Free childcare pledge will reduce number of school nursery places, heads warn
Schools will be forced to cut the number of nursery places they offer if a plan to double free childcare for working families is not adequately funded, headteachers have warned.
From September 2017, children of single parents or couples who each work at least eight hours a week will be entitled to 30 hours of free term-time childcare.
The policy was a key manifesto pledge for the Conservatives and aims to build on the universal offer of 15 hours rolled out under the Coalition.
But a survey of schools and a small number of private nurseries by the National Association of Headteachers (NAHT) shows two thirds of providers believe they may be forced to reduce the number of places offered because of a lack of funding to expand their nursery provision.
The NAHT has called for more consultation and clarity on funding after it surveyed its membership, only a small minority of which is from schools with nursery provision, and received 791 responses in just three days.
Of the respondents who warned that place numbers at their institution could decrease, the majority said they estimated they would accommodate between 25 and 50 per cent fewer children under the policy.

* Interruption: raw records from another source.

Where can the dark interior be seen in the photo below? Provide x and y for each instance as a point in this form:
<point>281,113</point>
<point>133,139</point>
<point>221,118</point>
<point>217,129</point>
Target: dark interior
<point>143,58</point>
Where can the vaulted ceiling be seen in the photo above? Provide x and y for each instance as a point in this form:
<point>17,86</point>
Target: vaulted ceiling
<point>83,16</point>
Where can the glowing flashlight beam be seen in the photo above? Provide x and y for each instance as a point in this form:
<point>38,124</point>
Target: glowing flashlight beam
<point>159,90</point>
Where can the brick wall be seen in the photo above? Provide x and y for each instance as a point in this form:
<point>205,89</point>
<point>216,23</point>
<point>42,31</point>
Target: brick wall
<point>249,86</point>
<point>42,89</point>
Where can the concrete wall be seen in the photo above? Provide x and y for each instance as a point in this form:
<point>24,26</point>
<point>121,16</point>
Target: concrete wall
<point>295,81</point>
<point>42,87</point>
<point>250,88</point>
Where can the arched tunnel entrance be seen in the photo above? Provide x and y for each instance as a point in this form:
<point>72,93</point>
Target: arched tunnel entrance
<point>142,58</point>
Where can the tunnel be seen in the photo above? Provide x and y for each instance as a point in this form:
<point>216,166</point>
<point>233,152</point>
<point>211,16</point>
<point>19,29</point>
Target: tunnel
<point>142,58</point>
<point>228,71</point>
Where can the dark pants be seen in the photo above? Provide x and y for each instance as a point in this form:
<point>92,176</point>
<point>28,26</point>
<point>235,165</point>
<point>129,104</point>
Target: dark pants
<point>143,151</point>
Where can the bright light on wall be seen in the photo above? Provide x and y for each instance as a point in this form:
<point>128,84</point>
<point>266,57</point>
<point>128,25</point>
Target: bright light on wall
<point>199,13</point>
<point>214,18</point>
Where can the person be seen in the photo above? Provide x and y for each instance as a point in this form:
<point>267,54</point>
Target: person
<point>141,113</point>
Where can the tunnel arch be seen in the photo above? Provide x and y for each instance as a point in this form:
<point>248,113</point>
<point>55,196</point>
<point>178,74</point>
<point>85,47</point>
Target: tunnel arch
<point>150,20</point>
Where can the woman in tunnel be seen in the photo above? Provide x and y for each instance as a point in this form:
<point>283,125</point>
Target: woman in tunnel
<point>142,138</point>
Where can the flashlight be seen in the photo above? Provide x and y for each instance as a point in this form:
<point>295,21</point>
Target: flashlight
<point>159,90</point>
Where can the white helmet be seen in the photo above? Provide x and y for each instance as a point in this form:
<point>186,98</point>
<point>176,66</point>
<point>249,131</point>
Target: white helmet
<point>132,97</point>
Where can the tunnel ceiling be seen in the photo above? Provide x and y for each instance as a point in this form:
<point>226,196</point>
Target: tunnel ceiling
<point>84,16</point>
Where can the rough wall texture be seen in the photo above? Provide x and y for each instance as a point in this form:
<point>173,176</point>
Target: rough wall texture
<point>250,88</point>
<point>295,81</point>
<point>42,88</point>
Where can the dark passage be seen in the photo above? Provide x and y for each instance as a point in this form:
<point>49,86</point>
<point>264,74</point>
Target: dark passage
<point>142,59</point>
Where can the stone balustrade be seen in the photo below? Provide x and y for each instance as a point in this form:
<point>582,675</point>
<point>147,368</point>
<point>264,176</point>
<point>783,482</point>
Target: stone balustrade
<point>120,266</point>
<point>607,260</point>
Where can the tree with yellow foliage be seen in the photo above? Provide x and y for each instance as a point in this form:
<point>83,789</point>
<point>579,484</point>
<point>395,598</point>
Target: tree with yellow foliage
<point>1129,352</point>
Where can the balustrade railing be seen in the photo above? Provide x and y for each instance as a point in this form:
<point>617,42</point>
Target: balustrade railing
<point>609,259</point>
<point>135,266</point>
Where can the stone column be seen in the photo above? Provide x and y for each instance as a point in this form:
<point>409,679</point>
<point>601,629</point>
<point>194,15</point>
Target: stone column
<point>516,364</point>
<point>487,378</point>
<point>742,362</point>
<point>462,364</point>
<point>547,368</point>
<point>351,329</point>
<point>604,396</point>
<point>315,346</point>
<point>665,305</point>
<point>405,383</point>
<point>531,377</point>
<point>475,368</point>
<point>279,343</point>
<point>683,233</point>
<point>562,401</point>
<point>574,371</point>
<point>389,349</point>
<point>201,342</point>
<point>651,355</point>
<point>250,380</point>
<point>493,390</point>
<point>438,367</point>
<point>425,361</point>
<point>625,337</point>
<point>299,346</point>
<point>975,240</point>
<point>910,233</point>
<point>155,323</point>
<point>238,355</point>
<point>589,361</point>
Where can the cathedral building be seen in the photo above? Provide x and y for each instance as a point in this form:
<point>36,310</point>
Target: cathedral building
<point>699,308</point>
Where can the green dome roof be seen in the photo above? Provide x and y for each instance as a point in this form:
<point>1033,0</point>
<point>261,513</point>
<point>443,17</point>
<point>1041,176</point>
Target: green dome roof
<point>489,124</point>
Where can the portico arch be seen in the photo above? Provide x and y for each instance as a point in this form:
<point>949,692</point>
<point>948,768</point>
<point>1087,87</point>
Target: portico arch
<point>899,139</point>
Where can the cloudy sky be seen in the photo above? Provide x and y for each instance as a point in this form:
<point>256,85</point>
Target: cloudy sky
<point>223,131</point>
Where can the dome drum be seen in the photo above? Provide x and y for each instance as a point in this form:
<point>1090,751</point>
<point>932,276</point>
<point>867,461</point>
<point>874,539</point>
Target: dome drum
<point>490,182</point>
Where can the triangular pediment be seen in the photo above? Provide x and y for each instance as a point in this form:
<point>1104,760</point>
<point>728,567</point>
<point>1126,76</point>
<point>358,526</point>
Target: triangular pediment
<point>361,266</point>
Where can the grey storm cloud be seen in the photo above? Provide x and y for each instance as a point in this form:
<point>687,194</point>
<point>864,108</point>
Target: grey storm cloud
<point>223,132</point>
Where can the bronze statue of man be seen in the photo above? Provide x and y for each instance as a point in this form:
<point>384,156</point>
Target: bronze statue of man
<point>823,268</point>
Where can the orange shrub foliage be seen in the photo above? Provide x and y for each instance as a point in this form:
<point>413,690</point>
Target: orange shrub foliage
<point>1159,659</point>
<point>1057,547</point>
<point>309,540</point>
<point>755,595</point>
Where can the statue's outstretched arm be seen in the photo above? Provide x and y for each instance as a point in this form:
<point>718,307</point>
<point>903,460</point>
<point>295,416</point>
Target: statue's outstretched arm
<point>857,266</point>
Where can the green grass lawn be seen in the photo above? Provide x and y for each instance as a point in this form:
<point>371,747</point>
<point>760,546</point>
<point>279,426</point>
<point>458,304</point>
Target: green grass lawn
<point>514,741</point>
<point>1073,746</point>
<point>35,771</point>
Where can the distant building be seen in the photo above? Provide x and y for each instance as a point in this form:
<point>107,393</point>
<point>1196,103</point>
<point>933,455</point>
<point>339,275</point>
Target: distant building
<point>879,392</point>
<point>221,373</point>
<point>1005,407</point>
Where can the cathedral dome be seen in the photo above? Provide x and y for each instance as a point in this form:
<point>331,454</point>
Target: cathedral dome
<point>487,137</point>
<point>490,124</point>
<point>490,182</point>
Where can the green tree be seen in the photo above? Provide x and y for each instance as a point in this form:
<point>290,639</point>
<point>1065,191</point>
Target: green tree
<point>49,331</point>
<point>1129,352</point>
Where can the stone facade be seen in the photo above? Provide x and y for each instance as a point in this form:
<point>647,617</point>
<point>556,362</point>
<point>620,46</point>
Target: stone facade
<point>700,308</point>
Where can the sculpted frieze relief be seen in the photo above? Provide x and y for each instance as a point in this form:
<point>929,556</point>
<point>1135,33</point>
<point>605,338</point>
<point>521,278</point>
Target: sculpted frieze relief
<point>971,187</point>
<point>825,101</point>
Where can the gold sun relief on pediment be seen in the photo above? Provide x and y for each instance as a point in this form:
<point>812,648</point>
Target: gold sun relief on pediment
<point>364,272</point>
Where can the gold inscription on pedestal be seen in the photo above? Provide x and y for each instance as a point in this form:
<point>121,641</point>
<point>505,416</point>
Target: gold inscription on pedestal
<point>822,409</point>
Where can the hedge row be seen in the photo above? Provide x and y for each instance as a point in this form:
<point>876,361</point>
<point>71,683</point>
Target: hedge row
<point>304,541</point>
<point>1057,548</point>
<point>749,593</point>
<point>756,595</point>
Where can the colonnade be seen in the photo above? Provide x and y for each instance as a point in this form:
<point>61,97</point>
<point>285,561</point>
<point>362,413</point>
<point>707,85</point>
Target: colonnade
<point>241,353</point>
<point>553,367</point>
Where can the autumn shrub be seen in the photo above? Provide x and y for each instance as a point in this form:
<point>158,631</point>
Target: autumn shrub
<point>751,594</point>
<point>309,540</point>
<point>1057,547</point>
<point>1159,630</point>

The survey also identified ongoing problems faced by school leaders caused by the 15 hour offer, with almost 60 per cent of respondents claiming their current funding does cover the existing free provision.
Funds from the main school budget were said to be cross-subsidising the early years provision in four out of five heads’ responses, leading to concerns about the viability of future plans.
Russell Hobby, general secretary of the NAHT, said his union supported “the aspiration” of providing good-quality free childcare, but that adequate funding was needed.
He said: “If it is not funded adequately, the outcome could actually be fewer children receiving childcare as a result of this. We need to make sure that, because schools can no longer afford to cross-subsidise, that this is adequately funded both in terms of revenue and capital.
Mr Hobby said many providers were concerned that in order to meet extra costs, they were going to have to “reduce the quality of what they offer, either by increasing the child-to-staff ratios or by employing lower-qualified staff”.
He added: “You can make it cheaper, but actually this isn’t just about getting people back into work and looking after their children, this is also about providing high-quality childcare and early education to families which are often in very disadvantaged circumstances.”
Judith Stott, headteacher of Old Trafford Community Academy, also raised concerns about the fact that children whose parents are not employed would not benefit from the policy.
She said: “One of the things I’ve had to get my head around is that it isn’t an education policy. It is an employment, supporting-families policy, and therefore is not going to reach all children because both parents have to be in employment.
“Over the last few years there has rightfully been a big push on schools to close the gap in terms of achievement for the most deprived children, and those children in many incidences will not be eligible for this particular additional provision.
“We run the risk of spending the year widening the gap and then trying to close it.”
Providing capital for the infrastructure to provide all day childcare is also a potential factor in the policy’s future success.
Anne Lyons, headteacher of St John Fisher Catholic Primary School in Pinner, north London, said: “Many schools run morning and afternoon sessions. If you’re moving from 15 to 30, you’ve got to offer a whole 30 hours of quality childcare and education. It’s not a morning session and afternoon session.
“So therefore there is quite a lot of infrastructure needed and planning to make sure that very young children are getting high-quality provision.”
A Department for Education spokesperson reaffirmed that the government is working closely with the sector to deliver the 30 hours commitment and that “innovative childcare providers” have been asked to step forward for first delivery of the programme in September 2016.
“We have already committed to raising the average hourly rate providers receive, and are also undertaking a review of childcare costs to inform a new rate that is fair for providers and delivers value for money for the taxpayer,” they added.